# Hand wraps or gloves



## killswitch (Jan 28, 2010)

Hi

I've been wondering which would be better to train with...
Should I get myself a pair of gloves or just use hand wraps for bag work?

I'm still starting out, so I'd like to focus more on technique, plus my knuckles are taking a beating.

Thanks


----------



## Drac (Jan 28, 2010)

killswitch said:


> Hi
> 
> I've been wondering which would be better to train with...
> Should I get myself a pair of gloves or just use hand wraps for bag work?
> ...


 
I think that decision is more of a personal choice..WAY back when I started we did wear gloves except for kumite...Yes, my knuckles are messed up...


----------



## Andrew Green (Jan 28, 2010)

Hand wraps *and* Gloves

This is not a "or" question.


----------



## alphacat (Jan 28, 2010)

Andrew Green said:


> Hand wraps *and* Gloves
> 
> This is not a "or" question.


I agree with Andrew.


----------



## killswitch (Jan 28, 2010)

Andrew Green said:


> Hand wraps *and* Gloves
> 
> This is not a "or" question.



What benefit do the hand wraps provide then?


----------



## Andrew Green (Jan 28, 2010)

Handwraps protect your hands.

They protect the small bones, knuckles and tendons in your hands, as well as provide support for your wrist and thumb.  Gloves provide padding.
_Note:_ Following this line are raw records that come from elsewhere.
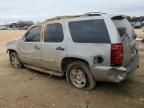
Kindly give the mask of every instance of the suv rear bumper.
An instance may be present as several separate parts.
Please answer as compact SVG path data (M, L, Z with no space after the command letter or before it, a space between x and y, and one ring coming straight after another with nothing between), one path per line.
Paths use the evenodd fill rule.
M96 81L121 82L139 67L139 54L137 54L126 67L94 66L91 72Z

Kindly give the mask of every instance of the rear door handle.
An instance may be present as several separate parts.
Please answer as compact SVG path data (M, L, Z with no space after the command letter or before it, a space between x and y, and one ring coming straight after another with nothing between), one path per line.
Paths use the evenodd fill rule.
M39 49L40 49L40 47L39 47L39 46L37 46L37 45L36 45L36 46L34 46L34 48L35 48L35 49L37 49L37 50L39 50Z
M64 51L65 49L64 49L63 47L60 47L60 46L59 46L59 47L56 48L56 50Z

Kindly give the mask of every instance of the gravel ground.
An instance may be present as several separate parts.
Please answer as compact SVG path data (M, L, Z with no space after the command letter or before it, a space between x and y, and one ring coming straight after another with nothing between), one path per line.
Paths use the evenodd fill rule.
M24 31L0 31L0 108L144 108L144 54L130 81L97 82L93 91L71 87L65 78L12 69L6 42Z

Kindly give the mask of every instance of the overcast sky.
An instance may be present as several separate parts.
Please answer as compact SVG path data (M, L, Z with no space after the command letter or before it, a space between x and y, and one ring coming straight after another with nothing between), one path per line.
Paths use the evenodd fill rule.
M0 23L6 19L44 20L89 11L144 15L144 0L0 0Z

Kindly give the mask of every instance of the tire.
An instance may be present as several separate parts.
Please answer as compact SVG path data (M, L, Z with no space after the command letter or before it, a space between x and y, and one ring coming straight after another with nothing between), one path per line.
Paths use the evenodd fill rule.
M66 69L68 83L78 89L92 90L96 85L88 65L81 61L72 62Z
M23 66L22 62L20 61L16 52L10 52L9 59L10 59L10 65L12 68L15 68L15 69L22 68L22 66Z

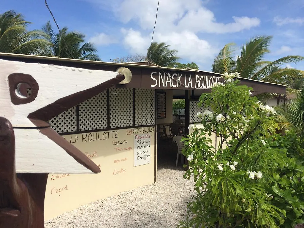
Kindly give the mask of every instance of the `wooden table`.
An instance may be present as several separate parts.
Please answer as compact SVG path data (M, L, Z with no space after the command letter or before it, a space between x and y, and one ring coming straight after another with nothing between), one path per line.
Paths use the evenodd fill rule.
M166 127L167 126L169 127L169 135L170 135L170 133L171 131L171 128L170 127L170 125L171 123L162 123L157 124L156 125L159 126L161 128L161 134L160 137L161 138L163 136L163 135L164 135L165 139L168 138L168 136L166 131ZM184 128L185 127L185 124L184 123L177 123L176 124L179 125L181 127Z

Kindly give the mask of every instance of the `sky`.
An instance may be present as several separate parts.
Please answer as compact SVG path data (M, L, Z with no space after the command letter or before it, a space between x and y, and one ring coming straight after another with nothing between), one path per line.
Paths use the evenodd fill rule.
M104 61L146 54L151 44L158 0L47 0L60 28L80 32L94 43ZM14 10L40 29L54 25L44 0L1 0L2 13ZM304 56L304 0L160 0L153 41L177 50L180 62L194 62L210 71L226 43L236 54L250 39L272 36L265 60ZM54 26L54 29L56 27ZM304 70L304 61L284 67Z

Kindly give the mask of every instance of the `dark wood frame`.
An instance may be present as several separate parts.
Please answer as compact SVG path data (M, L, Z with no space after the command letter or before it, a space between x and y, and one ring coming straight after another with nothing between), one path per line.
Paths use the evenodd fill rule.
M161 110L158 106L158 103L159 102L159 96L162 95L164 97L164 105L163 107L162 107L162 110ZM166 97L165 92L156 92L156 118L157 119L164 119L166 118L167 107L166 106ZM163 111L164 113L164 116L161 115L161 111Z

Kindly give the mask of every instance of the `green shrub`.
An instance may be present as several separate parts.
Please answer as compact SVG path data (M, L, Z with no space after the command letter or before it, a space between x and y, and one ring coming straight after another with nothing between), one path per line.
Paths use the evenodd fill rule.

If you want to keep your hands in good condition you shouldn't be hitting the bag unless you have both on.


----------



## killswitch (Jan 28, 2010)

So in a way wraps are more important than gloves.

Thanks for the info
Much appreciated


----------



## Andrew Green (Jan 28, 2010)

Both are important.  If you have a really soft bag you might be ok without gloves, but on any normal bag you should be wrapped and gloved.


----------



## searcher (Jan 28, 2010)

Andrew Green said:


> Hand wraps *and* Gloves
> 
> This is not a "or" question.


 


Ding, ding, ding, we have the winning answer!!!!!!!


----------